Régulièrement les gens se demandent pourquoi les filles aiment les zicos musiciens.
Je n’ai jamais été convaincue que c’était par nostalgie de l’acnéique qui leur a joué Jeux Interdits sur le lit de ses parents (-expérience universelle s’il en est).

J’ai eu une apparition aujourd’hui. Qui a confirmé une de mes vieilles théories.
J’ai un copain altiste précédemment évoqué, chez qui je me suis rendue pour faire un diapo sonore –ma vie est tout à fait fascinante -et je corromps mes amis pour en faire des sujets d’actualité, une vraie sans foi ni loi, tremble Jayson Blair!.

Déjà, il habite dans une trump tower.
Là aussi il y aurait beaucoup à dire sur la propension féminine à s’émoustiller davantage en entendant « viens, on va chez Cartier » qu’à « viens, on va chez auchan ».

L’altiste m’a parlé de legacy. Un terme qui sent la naphtaline et la prétention. De musique avec les pires clichés qu’on puisse imaginer. Il aime Bach, ce qui n’a rien d’incroyable.

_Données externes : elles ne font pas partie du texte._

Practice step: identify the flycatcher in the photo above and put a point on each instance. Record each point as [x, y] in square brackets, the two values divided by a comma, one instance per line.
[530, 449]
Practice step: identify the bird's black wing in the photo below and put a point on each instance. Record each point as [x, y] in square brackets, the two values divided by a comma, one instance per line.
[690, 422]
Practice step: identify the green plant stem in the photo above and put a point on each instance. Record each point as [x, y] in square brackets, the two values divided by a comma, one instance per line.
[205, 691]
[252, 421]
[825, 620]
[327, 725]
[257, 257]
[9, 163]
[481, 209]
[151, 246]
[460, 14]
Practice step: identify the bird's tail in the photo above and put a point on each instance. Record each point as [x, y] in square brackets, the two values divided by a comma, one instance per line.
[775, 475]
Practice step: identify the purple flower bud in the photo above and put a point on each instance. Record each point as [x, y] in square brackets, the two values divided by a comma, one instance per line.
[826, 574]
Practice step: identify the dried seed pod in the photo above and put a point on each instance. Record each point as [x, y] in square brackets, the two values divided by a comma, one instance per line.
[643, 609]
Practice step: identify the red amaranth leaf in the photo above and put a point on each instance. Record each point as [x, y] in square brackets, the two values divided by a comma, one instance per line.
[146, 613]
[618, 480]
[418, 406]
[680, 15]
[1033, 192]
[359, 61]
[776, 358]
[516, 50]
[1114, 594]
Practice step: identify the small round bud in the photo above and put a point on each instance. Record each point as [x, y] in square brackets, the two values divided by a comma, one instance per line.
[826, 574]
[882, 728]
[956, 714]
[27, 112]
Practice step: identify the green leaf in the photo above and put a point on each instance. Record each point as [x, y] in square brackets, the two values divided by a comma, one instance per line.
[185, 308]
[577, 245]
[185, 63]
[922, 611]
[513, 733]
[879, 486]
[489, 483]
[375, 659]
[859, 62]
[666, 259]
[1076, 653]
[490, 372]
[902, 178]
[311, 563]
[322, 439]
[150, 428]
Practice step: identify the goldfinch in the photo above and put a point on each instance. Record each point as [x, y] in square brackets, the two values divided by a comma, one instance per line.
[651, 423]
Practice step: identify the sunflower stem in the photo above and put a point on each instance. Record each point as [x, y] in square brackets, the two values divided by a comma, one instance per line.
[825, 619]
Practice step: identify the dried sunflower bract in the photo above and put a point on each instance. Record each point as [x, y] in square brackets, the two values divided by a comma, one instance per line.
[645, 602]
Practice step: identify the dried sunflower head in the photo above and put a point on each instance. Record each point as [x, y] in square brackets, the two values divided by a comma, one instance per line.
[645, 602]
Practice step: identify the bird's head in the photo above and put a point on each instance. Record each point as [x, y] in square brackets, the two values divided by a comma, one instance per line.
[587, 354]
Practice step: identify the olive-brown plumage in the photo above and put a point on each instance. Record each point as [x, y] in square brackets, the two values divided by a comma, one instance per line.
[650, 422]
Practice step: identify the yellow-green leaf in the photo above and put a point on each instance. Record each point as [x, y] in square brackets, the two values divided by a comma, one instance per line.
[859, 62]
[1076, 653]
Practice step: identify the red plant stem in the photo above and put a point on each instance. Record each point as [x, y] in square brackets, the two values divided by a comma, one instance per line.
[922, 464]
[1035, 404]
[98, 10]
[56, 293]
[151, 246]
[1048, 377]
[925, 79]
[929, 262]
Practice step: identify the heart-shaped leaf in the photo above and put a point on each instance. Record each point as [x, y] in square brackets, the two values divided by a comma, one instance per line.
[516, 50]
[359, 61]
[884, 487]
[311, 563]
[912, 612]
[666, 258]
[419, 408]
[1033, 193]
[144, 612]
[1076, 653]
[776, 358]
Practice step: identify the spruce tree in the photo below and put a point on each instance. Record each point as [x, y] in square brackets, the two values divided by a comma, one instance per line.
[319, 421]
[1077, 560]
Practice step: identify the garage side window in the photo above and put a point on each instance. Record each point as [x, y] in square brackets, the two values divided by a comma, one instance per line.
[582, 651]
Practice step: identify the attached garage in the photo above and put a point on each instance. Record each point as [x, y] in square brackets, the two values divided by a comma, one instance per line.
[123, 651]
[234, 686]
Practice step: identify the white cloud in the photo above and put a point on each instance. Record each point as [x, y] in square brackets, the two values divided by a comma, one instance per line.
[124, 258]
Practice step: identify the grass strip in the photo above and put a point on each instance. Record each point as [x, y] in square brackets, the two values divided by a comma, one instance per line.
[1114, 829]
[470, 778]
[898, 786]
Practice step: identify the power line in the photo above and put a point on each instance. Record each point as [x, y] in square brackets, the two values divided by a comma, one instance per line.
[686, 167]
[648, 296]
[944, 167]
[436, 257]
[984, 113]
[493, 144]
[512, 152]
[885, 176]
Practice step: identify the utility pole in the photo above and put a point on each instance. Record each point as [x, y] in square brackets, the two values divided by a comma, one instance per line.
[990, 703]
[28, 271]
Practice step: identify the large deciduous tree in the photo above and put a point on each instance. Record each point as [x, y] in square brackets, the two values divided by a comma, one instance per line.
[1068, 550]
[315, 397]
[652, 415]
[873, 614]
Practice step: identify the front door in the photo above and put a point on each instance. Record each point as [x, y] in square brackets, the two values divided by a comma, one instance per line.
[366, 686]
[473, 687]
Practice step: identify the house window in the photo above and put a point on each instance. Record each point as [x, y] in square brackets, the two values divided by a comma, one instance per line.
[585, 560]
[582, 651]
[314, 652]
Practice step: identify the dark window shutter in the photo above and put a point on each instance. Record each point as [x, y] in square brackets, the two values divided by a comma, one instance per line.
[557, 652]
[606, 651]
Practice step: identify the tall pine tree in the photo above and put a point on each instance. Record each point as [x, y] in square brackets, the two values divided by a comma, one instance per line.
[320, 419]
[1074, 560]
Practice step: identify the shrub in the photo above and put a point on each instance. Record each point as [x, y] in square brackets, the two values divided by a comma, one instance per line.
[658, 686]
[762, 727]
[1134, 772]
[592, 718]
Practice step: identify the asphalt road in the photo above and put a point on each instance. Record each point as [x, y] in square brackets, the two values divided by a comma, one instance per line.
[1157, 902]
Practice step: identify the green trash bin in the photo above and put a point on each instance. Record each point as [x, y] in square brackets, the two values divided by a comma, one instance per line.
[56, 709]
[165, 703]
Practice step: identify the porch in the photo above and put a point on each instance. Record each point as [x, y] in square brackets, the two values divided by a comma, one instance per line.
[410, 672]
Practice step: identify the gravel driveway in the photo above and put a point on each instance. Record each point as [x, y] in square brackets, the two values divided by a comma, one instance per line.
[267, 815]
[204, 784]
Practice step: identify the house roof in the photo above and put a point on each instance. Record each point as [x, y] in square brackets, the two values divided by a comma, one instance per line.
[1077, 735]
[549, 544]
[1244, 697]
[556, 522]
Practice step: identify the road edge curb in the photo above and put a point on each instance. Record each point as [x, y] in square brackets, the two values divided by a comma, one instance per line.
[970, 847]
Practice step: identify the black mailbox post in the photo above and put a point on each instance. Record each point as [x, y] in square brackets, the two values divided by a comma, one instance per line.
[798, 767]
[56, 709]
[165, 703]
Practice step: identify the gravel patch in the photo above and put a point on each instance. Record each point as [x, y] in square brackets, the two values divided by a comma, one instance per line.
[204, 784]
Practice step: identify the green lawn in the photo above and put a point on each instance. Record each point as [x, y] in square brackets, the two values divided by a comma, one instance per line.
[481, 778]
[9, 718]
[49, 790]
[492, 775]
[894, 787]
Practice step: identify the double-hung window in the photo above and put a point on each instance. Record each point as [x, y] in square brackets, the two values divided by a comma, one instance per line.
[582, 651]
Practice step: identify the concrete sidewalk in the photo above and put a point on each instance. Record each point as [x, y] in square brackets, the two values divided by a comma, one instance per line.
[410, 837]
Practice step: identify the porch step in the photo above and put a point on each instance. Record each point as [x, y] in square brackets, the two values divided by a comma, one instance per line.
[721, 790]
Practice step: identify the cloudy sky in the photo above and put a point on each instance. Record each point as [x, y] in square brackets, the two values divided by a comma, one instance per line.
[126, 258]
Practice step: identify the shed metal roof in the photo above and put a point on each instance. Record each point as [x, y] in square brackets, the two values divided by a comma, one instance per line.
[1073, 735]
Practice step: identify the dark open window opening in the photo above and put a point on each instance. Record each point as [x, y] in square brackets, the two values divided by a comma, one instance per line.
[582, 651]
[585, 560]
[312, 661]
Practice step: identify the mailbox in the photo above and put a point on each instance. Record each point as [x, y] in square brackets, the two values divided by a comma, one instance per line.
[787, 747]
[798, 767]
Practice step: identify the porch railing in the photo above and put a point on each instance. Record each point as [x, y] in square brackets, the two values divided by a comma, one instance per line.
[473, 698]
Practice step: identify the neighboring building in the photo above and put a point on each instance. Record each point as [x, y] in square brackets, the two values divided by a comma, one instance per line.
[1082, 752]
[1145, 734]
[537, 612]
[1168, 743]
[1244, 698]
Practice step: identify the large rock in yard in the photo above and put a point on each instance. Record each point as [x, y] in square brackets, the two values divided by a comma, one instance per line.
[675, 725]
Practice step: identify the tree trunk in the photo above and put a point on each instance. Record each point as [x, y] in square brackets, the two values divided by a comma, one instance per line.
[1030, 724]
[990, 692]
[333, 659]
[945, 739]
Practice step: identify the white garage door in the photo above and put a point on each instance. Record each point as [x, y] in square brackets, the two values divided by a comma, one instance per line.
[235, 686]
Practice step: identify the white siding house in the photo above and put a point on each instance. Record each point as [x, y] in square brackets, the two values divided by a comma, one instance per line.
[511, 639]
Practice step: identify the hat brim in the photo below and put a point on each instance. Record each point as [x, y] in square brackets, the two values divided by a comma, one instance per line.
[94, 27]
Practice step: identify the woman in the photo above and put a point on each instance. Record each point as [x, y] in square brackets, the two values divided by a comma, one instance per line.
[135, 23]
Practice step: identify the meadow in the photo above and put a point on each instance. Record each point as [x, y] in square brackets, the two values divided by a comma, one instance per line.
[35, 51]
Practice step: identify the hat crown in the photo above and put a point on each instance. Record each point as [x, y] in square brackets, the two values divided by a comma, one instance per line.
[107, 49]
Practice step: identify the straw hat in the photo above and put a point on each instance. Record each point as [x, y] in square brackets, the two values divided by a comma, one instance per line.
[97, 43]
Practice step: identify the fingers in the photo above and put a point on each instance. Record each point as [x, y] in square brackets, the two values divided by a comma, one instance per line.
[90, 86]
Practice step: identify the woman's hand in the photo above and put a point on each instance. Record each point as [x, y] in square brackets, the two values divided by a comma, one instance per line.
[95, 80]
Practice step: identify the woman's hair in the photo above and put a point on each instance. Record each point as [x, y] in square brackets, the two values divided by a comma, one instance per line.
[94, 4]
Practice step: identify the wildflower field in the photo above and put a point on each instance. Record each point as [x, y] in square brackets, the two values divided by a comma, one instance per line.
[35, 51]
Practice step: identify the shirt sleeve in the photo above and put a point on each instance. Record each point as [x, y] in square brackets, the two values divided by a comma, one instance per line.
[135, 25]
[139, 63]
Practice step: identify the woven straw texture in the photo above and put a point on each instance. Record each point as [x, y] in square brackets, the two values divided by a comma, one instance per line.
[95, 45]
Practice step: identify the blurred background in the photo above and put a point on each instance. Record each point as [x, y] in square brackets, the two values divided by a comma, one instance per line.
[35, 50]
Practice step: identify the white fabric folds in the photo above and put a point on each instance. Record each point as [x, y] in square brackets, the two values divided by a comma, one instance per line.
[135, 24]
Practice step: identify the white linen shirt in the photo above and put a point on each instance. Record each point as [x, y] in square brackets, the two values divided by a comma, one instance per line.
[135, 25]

Il a aussi des tas de choses formidables sur la passion, et son désir érotique pour son alto.

Et enfin, il a joué.

Je ne sais à quoi ça tient, mais c’était puissamment sensuel .
Est-ce l’émotion véhiculée par la musique, le visage crispé par la concentration, les gestes d’une précision tranchante, les muscles (improbables) bandés par l’effort, le privilège d’un concert privé?

Voilà un sujet bien sous estimé, et pourtant particulièrement troublant.

En tous cas, je conseille à tous les jeunes ados de s’y mettre. Ça et l’eau précieuse.